I'll describe conceptually how they work in Monero, since this is the Monero stackexchange. I'd assume they would work similarly when implemented elsewhere.
Output amounts are encrypted by the sender using the transaction shared secret, and bundled with the transaction. The transaction shared secret is the result of a Diffie Hellman exchange between the sender and the recipient. The recipient decrypts the amount in order to figure out the value of the funds that have been sent.
It is also necessary to provide a Pedersen commitment for each output amount, so that the network can verify that no funds have been created out of thin air. The Pedersen commitment does not reveal the amount of the output and does not allow for values to be compared to one another, but does provide a mathematical mechanism to allow it to be proven that a set of Pedersen commitments sum to zero. This allows the network to verify that no Monero is being created out of thin air. The same mechanism described in the paragraph above for encrypting and sending the output amounts is used to additionally encrypt and bundle the Pederson commitment blinding factors to the recipient. Knowledge of these blinding factors is necessary for the recipient to construct a transaction in the future that can spend the outputs that are received in a past transaction.
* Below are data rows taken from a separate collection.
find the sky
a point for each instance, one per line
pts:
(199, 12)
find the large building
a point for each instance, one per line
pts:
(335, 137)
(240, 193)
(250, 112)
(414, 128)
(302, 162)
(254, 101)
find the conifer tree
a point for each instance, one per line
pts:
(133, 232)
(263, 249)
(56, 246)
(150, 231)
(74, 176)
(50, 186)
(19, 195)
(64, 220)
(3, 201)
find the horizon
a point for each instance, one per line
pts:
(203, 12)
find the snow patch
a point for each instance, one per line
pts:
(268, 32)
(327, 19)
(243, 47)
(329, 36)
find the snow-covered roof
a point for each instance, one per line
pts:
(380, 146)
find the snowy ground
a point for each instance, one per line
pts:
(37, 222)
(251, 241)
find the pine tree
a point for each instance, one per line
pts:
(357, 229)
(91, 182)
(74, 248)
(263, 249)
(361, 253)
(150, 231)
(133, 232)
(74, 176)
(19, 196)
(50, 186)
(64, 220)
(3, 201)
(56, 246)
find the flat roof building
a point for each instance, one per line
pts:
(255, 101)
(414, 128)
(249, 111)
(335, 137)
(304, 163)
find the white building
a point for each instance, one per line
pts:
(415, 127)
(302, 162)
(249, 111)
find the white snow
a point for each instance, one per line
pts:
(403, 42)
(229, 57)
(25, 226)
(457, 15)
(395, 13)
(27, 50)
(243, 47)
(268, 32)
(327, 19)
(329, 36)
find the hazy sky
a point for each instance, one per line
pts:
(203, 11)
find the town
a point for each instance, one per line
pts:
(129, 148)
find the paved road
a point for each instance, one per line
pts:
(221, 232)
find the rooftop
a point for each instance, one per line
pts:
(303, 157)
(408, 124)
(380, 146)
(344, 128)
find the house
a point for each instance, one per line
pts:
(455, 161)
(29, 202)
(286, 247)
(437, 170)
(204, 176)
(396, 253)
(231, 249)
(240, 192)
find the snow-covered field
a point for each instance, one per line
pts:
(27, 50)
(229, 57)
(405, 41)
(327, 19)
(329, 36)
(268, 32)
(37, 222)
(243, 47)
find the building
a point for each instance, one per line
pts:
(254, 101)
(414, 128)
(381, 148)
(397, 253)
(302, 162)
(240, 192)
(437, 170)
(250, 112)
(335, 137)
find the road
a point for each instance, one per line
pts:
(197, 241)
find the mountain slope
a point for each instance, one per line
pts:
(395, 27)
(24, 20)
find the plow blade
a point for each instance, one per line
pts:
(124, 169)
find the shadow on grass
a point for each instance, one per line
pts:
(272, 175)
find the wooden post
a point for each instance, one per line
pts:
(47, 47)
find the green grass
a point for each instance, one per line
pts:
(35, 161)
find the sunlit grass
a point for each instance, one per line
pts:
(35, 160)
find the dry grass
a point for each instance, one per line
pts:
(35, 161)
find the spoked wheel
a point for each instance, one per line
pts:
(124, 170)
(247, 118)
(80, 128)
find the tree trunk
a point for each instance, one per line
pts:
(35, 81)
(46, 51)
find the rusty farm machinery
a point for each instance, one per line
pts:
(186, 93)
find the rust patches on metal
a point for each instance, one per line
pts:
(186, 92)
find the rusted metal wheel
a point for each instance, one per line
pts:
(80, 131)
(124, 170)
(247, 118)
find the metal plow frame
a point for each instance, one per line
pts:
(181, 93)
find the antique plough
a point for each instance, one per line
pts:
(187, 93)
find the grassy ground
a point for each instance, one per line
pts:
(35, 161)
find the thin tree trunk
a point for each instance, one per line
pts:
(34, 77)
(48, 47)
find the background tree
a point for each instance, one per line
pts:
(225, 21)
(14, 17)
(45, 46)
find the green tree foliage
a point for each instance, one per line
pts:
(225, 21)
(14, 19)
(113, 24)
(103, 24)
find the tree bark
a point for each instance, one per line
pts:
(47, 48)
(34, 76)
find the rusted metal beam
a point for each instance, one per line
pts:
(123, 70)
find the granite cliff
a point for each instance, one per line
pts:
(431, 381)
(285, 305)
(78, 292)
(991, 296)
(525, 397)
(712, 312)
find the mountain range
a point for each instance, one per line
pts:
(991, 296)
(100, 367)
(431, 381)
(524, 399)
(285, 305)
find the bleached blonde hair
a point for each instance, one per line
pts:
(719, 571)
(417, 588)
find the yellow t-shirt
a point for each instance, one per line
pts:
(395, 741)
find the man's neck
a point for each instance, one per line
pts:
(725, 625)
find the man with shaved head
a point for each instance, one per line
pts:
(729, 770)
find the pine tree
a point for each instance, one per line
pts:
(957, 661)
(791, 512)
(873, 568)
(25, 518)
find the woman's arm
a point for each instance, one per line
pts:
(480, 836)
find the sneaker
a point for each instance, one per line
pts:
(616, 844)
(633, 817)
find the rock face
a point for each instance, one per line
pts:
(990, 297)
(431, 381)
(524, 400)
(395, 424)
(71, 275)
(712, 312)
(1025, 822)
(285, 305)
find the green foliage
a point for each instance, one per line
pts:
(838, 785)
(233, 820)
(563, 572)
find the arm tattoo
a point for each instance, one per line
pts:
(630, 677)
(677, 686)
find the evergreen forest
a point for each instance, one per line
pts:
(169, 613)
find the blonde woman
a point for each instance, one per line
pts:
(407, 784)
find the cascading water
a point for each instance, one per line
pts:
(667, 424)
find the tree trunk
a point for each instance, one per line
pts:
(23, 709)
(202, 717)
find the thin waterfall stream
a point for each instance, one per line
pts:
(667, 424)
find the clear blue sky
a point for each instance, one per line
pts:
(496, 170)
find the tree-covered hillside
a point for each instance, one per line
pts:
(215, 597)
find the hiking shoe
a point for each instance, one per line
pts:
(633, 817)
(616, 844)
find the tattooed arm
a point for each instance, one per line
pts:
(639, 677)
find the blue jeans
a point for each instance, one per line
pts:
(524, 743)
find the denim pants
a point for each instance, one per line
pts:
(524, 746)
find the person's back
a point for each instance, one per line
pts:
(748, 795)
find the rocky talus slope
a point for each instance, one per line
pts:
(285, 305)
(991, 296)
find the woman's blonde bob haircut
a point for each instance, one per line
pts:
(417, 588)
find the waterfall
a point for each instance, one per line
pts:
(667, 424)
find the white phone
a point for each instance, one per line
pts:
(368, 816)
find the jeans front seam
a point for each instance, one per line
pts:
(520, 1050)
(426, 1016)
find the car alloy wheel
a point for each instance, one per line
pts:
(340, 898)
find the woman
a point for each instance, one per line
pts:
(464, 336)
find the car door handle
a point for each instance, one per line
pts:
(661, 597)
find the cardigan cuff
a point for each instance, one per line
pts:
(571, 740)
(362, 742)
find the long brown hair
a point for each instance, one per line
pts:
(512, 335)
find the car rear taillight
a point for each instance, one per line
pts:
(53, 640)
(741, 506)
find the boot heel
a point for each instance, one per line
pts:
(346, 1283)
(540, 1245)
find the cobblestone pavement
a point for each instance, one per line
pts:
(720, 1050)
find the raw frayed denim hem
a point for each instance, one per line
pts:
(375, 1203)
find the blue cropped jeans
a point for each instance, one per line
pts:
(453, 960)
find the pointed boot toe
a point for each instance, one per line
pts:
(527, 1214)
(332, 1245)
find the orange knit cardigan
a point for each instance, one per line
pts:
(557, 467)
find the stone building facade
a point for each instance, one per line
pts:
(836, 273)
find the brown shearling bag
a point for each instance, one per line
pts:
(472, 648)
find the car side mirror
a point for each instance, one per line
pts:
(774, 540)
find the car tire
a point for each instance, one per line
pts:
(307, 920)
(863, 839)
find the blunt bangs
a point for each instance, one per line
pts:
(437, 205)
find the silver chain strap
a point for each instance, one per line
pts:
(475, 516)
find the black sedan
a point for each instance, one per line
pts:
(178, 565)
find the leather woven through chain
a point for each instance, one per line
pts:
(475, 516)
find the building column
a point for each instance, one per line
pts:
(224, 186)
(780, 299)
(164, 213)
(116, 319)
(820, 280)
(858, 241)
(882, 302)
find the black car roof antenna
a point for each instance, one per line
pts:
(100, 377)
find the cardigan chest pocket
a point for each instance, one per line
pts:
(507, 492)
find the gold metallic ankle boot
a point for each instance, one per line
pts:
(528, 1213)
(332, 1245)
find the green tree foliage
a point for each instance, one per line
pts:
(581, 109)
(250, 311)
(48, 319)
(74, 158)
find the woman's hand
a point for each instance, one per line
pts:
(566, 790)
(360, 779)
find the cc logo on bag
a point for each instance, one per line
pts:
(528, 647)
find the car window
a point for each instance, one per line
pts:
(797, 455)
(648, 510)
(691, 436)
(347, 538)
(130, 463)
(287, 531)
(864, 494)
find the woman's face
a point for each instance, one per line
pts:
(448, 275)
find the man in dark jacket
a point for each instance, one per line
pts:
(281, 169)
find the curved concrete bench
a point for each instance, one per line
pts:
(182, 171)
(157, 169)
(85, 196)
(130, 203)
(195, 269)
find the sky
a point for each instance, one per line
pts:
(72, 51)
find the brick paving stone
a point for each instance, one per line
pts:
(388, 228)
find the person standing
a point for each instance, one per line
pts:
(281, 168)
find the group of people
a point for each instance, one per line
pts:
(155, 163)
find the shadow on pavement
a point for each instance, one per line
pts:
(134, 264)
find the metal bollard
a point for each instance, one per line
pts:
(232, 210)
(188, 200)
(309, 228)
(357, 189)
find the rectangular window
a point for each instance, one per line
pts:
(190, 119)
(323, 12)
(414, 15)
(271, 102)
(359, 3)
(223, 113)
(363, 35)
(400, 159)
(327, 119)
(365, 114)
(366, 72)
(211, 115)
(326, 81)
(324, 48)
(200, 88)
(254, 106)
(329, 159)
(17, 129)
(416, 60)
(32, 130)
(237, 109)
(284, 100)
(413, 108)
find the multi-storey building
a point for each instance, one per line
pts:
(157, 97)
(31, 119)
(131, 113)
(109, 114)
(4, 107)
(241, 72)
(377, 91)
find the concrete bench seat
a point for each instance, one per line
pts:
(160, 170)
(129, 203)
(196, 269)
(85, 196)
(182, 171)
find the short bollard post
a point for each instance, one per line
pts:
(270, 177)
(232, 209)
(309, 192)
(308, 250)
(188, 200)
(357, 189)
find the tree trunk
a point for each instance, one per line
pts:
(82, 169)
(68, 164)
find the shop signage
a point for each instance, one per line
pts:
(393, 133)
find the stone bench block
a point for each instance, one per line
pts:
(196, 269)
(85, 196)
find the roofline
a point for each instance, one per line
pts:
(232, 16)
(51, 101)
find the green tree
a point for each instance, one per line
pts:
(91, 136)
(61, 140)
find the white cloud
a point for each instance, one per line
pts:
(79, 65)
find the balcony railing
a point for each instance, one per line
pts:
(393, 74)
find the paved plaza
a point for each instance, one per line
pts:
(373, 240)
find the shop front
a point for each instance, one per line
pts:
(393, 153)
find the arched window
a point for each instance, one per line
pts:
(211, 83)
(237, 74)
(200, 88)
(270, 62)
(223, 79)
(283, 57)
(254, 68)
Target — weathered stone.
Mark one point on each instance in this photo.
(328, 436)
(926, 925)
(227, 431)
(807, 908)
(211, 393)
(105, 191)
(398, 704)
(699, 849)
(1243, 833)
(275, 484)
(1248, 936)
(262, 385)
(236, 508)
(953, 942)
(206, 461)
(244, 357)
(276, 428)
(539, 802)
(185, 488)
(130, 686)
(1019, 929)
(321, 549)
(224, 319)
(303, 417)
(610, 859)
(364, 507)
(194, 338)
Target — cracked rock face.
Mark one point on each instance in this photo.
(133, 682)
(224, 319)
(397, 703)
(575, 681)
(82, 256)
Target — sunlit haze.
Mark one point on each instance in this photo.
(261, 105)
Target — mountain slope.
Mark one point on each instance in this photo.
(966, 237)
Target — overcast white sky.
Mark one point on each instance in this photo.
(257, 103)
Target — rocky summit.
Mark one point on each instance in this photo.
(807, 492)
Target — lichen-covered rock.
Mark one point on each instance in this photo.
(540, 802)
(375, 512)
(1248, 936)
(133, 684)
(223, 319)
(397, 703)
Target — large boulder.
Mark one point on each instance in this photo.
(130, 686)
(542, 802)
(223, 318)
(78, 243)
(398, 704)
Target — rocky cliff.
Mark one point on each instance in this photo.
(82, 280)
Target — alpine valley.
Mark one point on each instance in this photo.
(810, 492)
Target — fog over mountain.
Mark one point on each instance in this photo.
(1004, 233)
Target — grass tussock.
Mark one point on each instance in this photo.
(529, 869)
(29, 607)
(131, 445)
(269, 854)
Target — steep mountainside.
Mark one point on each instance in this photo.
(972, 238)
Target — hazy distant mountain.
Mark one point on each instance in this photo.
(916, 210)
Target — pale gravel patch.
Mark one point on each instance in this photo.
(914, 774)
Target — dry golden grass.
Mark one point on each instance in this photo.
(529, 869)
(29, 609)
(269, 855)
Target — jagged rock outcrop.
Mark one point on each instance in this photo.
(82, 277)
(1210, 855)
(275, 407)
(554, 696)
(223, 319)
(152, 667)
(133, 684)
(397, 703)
Ring signatures prove that in at least one combination of the sum of possible inputs and outputs, one of those combinations does sum to zero. Since the sum of Pedersen commitments is a public key, and since the proof of a Pedersen commitment summing to zero is effectively a signature that demonstrates knowledge of the Pedersen commitment's private key, Pedersen commitments are easy to combine with ring signatures (since ring signatures prove knowledge of one private key for a given set of public keys).